I am using a lasso regression to classify some text as either related to AI or not. When I calculate variable importance using vip
and tidymodels
, the sign is opposite of expected -- words like "machine", "learning", and "algorithm" have a negative sign.
Apologies for the lack of reprex, but here is my code:
fy21_raw %>%
sample_n(5)
# A tibble: 5 x 3
# prog_title text artificial_intel
# <chr> <chr> <fct>
#1 Advanced Batt~ "ABMS l~ not
#2 Energy Effici~ "This e~ not
#3 Development o~ "This P~ artificial_intel
#4 Unmanned Logi~ "This U~ artificial_intel
#5 FY 2020 SBIR/~ "Fundin~ not
# Note: the artificial_intel column is a factor with 2 levels: "artificial_intel" and "not"
set.seed(123)
budget_split <- initial_split(fy21_raw, strata = artificial_intel)

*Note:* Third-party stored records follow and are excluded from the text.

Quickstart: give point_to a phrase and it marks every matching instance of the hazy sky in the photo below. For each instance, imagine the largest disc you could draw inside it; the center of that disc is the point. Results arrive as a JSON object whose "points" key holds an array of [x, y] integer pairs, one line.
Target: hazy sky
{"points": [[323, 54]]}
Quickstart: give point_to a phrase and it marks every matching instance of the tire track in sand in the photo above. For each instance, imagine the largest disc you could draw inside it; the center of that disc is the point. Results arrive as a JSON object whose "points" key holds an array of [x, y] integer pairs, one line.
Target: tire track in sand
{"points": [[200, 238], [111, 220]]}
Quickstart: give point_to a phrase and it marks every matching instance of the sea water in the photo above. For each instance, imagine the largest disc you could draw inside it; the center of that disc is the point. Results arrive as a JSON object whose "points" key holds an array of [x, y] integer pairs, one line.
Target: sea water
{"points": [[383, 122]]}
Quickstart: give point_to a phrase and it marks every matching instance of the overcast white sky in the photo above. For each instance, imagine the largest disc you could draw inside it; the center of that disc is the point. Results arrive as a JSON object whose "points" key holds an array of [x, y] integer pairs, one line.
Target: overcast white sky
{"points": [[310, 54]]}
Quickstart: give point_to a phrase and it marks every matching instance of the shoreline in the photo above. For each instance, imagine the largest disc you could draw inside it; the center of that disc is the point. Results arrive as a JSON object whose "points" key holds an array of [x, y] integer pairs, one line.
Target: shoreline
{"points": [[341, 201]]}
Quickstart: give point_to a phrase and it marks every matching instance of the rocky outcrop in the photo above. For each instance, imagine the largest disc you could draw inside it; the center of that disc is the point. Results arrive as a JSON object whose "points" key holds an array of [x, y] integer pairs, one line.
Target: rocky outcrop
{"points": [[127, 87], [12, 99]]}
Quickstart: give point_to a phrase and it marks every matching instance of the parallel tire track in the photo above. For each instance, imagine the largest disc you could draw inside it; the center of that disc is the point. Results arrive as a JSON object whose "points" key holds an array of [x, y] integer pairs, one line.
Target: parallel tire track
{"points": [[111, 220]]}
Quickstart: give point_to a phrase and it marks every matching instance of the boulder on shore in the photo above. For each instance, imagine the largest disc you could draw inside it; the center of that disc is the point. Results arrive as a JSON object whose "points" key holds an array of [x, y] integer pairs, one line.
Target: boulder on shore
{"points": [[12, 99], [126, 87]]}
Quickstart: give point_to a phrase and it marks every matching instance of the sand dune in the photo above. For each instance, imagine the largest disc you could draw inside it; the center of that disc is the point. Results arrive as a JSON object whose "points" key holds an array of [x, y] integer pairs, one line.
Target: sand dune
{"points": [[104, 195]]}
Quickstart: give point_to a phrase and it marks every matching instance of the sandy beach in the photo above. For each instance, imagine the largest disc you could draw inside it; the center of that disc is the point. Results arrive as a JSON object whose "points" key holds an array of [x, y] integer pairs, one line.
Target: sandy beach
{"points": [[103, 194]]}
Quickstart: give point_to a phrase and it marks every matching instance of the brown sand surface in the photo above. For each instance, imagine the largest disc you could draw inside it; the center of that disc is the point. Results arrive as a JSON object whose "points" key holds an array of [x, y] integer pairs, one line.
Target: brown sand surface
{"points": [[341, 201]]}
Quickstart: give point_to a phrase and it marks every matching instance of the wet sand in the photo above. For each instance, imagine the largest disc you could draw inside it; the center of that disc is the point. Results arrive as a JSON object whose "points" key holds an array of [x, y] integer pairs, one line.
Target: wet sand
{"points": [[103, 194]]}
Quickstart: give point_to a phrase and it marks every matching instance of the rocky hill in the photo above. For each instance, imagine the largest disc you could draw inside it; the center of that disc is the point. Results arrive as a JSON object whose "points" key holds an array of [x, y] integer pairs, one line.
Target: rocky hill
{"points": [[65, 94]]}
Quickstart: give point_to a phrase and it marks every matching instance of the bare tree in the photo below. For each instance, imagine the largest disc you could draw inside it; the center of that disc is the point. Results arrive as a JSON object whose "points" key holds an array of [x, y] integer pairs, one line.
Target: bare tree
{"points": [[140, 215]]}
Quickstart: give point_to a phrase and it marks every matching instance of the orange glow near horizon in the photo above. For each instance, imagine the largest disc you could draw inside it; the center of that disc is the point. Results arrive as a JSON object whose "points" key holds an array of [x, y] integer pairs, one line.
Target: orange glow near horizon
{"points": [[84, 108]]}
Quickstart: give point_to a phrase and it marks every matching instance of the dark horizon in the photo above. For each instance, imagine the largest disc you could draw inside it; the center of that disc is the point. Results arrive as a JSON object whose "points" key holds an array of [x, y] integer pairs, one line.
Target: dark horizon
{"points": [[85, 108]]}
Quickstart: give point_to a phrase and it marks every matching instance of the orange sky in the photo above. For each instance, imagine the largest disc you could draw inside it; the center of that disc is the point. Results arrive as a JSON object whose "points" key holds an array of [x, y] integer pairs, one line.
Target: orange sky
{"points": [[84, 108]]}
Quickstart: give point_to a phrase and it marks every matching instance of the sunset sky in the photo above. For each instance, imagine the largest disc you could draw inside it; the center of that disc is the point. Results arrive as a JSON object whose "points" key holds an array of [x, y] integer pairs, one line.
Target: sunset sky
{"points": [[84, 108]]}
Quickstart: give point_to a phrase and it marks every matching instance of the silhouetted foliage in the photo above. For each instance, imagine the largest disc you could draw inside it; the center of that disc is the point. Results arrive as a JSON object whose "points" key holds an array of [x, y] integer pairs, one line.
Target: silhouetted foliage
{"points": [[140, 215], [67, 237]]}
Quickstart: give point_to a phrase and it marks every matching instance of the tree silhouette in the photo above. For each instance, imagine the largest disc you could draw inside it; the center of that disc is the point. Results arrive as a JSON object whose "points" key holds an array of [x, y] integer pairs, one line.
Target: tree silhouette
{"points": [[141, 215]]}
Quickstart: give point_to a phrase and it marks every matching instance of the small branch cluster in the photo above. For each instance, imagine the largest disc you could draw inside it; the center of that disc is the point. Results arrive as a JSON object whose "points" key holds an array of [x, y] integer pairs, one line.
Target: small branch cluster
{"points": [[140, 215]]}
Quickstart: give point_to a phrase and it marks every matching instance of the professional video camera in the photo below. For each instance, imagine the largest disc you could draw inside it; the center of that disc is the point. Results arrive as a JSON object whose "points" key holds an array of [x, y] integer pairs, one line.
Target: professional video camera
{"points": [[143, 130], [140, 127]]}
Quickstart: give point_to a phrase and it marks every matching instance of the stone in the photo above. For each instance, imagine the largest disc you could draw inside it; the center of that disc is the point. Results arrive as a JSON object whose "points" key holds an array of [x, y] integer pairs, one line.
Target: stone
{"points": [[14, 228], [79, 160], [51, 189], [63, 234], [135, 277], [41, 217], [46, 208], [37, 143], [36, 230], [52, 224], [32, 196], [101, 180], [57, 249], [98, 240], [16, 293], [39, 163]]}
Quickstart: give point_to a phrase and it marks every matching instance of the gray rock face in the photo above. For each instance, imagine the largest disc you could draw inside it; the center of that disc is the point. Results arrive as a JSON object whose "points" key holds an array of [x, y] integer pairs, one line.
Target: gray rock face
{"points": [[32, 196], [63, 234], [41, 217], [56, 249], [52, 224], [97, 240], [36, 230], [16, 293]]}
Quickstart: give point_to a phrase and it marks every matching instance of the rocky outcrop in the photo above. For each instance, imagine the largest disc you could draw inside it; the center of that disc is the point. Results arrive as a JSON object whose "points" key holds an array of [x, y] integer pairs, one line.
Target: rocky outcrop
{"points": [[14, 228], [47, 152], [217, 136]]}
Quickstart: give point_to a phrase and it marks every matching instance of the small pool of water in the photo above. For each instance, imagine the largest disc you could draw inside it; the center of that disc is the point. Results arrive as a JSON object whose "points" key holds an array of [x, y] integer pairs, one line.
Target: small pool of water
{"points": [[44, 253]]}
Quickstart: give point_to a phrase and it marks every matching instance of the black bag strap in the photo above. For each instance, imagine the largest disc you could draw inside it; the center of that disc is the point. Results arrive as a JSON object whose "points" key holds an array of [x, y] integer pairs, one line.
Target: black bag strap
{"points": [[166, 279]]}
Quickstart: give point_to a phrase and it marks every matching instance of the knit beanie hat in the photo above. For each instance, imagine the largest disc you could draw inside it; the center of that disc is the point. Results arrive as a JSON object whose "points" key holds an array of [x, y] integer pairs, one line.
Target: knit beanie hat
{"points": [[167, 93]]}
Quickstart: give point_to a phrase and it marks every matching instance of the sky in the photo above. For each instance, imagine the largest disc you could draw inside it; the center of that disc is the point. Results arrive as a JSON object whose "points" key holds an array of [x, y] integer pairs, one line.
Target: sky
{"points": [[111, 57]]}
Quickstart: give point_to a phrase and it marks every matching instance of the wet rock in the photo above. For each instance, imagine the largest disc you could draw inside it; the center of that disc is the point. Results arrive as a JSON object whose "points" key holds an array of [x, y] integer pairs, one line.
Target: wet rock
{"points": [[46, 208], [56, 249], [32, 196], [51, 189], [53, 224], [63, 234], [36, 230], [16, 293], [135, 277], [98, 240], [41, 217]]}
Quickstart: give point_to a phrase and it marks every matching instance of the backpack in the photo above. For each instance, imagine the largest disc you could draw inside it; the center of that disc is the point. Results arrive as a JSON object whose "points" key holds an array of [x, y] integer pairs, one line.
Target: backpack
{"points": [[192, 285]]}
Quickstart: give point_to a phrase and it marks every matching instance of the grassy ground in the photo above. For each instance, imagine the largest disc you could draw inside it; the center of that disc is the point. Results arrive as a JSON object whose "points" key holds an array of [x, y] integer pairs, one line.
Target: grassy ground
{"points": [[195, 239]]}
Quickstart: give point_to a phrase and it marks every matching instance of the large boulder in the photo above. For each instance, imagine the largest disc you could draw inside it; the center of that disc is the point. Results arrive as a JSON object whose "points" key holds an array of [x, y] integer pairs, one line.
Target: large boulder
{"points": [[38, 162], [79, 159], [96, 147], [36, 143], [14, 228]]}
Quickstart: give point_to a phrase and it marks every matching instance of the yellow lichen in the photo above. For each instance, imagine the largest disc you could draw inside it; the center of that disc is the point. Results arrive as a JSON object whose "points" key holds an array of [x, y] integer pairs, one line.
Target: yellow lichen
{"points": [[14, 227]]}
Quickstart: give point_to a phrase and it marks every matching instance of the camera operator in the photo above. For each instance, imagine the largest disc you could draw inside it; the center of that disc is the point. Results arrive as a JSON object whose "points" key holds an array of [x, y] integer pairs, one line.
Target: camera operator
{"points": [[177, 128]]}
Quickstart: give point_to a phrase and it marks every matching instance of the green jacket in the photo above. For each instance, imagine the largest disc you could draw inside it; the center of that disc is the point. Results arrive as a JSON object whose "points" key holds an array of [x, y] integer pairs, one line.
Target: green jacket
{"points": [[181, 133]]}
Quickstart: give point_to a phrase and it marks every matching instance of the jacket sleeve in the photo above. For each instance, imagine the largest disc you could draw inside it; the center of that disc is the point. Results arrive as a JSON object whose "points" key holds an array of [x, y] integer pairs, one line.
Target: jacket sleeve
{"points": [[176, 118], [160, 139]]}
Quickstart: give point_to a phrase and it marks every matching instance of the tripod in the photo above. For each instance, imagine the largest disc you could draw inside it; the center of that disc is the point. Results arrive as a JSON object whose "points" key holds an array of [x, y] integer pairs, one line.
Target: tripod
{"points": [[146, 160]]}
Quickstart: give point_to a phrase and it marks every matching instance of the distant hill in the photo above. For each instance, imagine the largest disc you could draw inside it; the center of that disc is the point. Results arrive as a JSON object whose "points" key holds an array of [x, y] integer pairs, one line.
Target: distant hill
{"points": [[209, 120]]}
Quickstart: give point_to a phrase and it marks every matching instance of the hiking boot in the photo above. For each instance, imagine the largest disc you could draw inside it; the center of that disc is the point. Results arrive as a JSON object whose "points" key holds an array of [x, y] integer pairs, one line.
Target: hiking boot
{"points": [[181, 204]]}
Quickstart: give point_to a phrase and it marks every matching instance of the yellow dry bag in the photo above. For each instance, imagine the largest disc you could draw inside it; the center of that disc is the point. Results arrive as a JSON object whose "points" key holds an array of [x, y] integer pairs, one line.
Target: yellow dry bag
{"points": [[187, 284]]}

budget_train <- training(budget_split)
budget_test <- testing(budget_split)
set.seed(234)
budget_folds <- vfold_cv(budget_train, strata = artificial_intel, v = 5)
budget_rec <- recipe(artificial_intel ~ ., data = budget_train) %>% # update dv with actual name
update_role(prog_title, new_role = "id") %>%
step_tokenize(text) %>%
step_tokenfilter(text, max_tokens = 1000) %>%
step_upsample(artificial_intel) %>% # update dv with actual name
step_tfidf(text) %>%
step_normalize(recipes::all_predictors())

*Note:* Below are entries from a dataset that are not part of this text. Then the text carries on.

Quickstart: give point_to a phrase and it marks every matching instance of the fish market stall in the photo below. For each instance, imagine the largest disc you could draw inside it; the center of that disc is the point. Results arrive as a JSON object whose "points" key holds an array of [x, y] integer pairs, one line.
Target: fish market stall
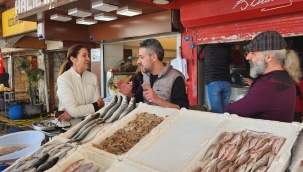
{"points": [[152, 138], [246, 141]]}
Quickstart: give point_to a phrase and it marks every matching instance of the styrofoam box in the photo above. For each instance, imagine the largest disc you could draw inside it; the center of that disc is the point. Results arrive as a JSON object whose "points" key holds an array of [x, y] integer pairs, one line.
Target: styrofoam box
{"points": [[10, 168], [237, 124], [125, 166], [159, 111], [82, 153], [170, 148], [297, 167]]}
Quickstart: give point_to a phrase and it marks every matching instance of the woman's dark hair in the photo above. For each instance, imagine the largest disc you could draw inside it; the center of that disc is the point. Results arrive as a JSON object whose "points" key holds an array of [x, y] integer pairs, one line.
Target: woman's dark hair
{"points": [[73, 51], [153, 46]]}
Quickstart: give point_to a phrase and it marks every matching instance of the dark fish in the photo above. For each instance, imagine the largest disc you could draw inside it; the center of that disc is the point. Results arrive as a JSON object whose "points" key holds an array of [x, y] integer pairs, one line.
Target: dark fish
{"points": [[131, 107], [39, 161], [95, 116], [106, 108], [113, 109], [118, 112], [48, 164]]}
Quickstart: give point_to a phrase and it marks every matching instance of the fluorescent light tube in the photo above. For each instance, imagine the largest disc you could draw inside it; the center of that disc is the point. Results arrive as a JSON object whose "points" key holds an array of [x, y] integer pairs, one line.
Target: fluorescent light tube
{"points": [[59, 17], [104, 7], [85, 21], [126, 11], [105, 17], [79, 13]]}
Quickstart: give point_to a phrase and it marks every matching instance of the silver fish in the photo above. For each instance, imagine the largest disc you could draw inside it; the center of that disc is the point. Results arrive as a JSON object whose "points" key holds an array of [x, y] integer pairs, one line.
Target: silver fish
{"points": [[86, 126], [92, 117], [261, 169], [131, 107], [85, 132], [261, 162], [84, 167], [111, 111], [93, 169], [39, 161], [49, 164], [106, 108], [271, 159], [119, 111]]}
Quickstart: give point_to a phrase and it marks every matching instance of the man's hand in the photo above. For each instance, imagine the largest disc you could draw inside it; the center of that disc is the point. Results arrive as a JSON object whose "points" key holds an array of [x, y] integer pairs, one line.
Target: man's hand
{"points": [[247, 81], [65, 116], [123, 87], [149, 93]]}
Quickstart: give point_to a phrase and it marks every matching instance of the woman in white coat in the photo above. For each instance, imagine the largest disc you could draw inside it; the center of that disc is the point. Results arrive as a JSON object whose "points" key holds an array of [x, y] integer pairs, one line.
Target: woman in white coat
{"points": [[78, 89]]}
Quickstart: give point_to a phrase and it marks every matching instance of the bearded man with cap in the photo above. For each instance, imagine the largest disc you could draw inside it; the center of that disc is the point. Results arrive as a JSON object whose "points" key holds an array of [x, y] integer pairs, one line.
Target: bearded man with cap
{"points": [[273, 95]]}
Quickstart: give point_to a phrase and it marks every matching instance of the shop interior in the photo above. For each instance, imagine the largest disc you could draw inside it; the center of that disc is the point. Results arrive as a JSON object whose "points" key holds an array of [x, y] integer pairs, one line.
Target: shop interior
{"points": [[238, 88], [124, 68]]}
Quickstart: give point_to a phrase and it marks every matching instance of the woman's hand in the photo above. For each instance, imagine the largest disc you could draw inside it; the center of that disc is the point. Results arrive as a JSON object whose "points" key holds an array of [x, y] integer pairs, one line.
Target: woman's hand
{"points": [[100, 102], [65, 116], [248, 81], [149, 93], [124, 88]]}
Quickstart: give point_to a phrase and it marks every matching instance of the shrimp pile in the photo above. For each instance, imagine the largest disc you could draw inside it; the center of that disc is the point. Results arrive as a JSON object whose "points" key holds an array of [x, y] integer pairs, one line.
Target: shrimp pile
{"points": [[125, 138], [242, 152]]}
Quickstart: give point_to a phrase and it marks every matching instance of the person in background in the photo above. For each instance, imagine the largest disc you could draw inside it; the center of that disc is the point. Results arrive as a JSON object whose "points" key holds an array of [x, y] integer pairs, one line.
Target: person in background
{"points": [[162, 84], [4, 78], [217, 58], [273, 94], [136, 81], [78, 89]]}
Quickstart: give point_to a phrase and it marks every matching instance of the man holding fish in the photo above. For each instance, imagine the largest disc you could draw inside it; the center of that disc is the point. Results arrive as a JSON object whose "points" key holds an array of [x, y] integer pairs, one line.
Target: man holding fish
{"points": [[276, 69], [162, 84]]}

budget_wf <- workflow() %>%
add_recipe(budget_rec)
lasso_spec <- logistic_reg(penalty = 0.1, mixture = 1) %>%
set_mode("classification") %>%
set_engine("glmnet")
all_cores <- parallel::detectCores(logical = FALSE)

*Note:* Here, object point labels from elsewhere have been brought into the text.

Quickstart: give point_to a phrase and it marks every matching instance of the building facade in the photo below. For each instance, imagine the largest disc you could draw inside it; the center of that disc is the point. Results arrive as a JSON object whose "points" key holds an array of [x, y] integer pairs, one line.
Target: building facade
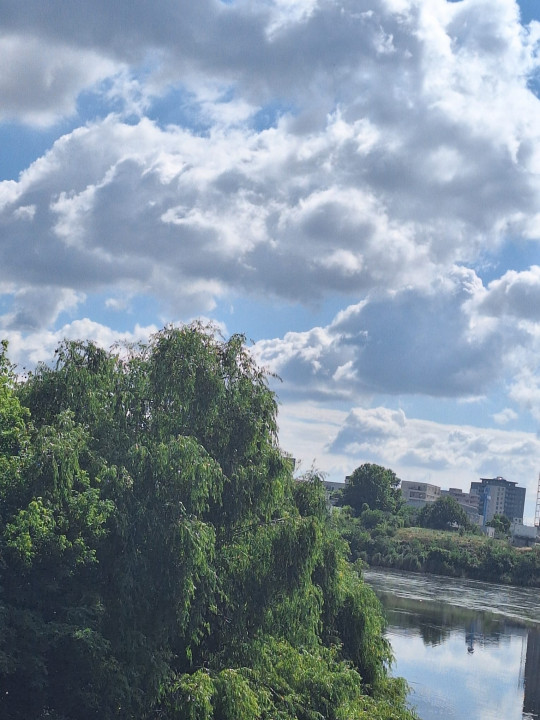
{"points": [[497, 496], [417, 494], [467, 502]]}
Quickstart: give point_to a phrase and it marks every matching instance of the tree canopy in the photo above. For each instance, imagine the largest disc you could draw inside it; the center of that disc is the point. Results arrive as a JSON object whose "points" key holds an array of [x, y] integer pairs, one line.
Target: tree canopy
{"points": [[374, 486], [157, 559]]}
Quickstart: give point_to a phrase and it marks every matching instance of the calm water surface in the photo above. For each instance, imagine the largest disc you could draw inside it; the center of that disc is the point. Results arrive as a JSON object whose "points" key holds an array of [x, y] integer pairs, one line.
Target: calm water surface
{"points": [[469, 650]]}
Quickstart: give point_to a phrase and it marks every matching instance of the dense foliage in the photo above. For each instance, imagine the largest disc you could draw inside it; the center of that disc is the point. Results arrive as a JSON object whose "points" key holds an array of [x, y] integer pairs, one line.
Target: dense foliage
{"points": [[157, 560], [380, 539], [373, 486]]}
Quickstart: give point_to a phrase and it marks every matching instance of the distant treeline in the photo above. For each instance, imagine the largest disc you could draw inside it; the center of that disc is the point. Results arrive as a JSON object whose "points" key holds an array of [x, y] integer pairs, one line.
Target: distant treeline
{"points": [[381, 531]]}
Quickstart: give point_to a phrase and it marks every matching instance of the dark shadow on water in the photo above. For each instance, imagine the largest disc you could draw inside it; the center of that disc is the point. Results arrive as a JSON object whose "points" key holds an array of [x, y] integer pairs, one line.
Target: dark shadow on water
{"points": [[467, 649]]}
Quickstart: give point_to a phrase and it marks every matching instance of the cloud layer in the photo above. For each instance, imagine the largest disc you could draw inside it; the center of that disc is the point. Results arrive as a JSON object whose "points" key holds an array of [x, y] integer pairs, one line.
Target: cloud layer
{"points": [[381, 155]]}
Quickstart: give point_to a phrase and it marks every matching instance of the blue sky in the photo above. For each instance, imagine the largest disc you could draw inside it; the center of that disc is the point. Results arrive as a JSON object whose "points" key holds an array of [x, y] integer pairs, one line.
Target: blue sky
{"points": [[353, 185]]}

cl <- makePSOCKcluster(all_cores)
registerDoParallel(cl)
set.seed(1234)
lasso_res <- budget_wf %>%
add_model(lasso_spec) %>%
fit_resamples(resamples = budget_folds,
metrics = metric_set(roc_auc, accuracy, sens, spec),
control = control_grid(save_pred = TRUE, pkgs = c('textrecipes')))
set.seed(123)
budget_imp <- budget_wf %>%
add_model(lasso_spec) %>%
fit(budget_train) %>%
pull_workflow_fit() %>%
vi()
# A tibble: 1,000 x 3
# Variable Importance Sign
# <chr> <dbl> <chr>
# 1 tfidf_text_machine -6.82 NEG
# 2 tfidf_text_artificial -5.84 NEG
# 3 tfidf_text_learning -3.69 NEG
Is it calculating the importance relative to the "not" outcome rather than "artificial_intel"?